A visual search is an exercise involving the visual center of the brain. It is designed to test a person’s visual sharpness and mental response time. A visual search involves locating a certain object, often in a field of similarly shaped and colored objects. It is often used as a diagnostic or therapeutic tool in vision testing. It also forms the basis for popular games and books usually designed for children, but is played by people of all ages.
A basic visual search is a common human activity. Most people routinely perform such searches dozens of times a day. Examples include locating a particular product on store shelves, recognizing a friend’s face in a group of strangers, or finding an item of clothing in a closet. What seems to be a simple process actually involves complex coordination of the eyes with various parts of the brain. This allows people to distinguish items based on color, position, and other factors.
Studies of brain activity have revealed which parts of the brain are involved in different aspects of a visual search. Consequently, such searches can be a diagnostic tool for medical personnel. If a patient has difficulty performing simple visual searches, it can be an indication of a brain disorder such as Alzheimer’s, an injury, or a lesion in the brain. Similar tests can reveal problems with the eye-brain relationship or within the eye itself. The test for color blindness involves a visual search, requiring the patient to recognize a shape within a larger pattern by color alone.
In a visual search, the subject is required to locate a single object or group of objects called a target. The target is placed amid other objects, called distractors. Increasing the number of distractors and their similarity to the target object makes visual searches more difficult. Another factor in such searches is reaction time: how long it takes the subject to locate the target item. For this reason, some visual searches have a time limit or otherwise base their results on the length of time the task requires.

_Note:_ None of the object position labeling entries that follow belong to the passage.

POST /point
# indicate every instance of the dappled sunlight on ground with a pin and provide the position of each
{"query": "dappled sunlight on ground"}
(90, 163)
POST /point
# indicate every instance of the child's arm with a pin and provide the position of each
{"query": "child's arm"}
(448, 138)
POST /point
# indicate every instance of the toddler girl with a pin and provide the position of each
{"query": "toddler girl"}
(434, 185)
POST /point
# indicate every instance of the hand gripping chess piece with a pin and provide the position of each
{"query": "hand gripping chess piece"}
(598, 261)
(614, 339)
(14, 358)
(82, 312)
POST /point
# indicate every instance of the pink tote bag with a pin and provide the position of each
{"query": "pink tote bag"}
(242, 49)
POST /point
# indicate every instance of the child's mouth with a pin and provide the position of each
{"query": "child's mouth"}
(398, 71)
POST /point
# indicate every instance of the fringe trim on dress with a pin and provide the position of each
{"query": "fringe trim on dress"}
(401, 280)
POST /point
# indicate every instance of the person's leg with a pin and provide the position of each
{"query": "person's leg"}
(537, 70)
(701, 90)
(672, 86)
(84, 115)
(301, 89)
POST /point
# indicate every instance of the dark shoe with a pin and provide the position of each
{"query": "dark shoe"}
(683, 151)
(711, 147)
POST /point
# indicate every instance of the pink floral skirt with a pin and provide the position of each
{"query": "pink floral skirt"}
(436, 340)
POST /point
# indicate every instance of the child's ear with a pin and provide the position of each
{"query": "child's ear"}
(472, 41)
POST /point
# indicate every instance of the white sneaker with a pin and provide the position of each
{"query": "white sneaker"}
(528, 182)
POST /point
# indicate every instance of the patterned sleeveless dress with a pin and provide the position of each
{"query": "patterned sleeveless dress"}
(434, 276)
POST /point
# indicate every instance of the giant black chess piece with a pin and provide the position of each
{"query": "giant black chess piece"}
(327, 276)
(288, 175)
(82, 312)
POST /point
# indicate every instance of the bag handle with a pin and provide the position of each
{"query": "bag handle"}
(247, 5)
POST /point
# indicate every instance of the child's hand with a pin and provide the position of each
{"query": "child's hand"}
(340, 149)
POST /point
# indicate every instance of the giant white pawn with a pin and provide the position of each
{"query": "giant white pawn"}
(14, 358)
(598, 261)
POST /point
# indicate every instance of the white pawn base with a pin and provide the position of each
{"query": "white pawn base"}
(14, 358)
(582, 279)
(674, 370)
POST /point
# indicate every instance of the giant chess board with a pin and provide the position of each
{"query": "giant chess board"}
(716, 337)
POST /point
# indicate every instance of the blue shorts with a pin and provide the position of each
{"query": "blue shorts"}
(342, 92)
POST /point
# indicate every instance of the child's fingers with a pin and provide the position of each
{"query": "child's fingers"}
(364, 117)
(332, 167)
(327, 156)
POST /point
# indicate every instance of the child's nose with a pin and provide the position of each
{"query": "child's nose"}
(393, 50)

Visual searches also form the basis for popular games, many designed for children and others for adults. Some involve locating an image disguised as a background detail in a drawing. Another visual search game is the word search, where players must find words concealed within a block of random letters. The Where’s Wally? books by Martin Handford challenged players to locate the title character amid large cartoon images containing hundreds of people. Where’s Wally?, known in the U.S. and Canada as Where’s Waldo?, became a cultural phenomenon in the 1990s, and the series remains popular in the 21st century.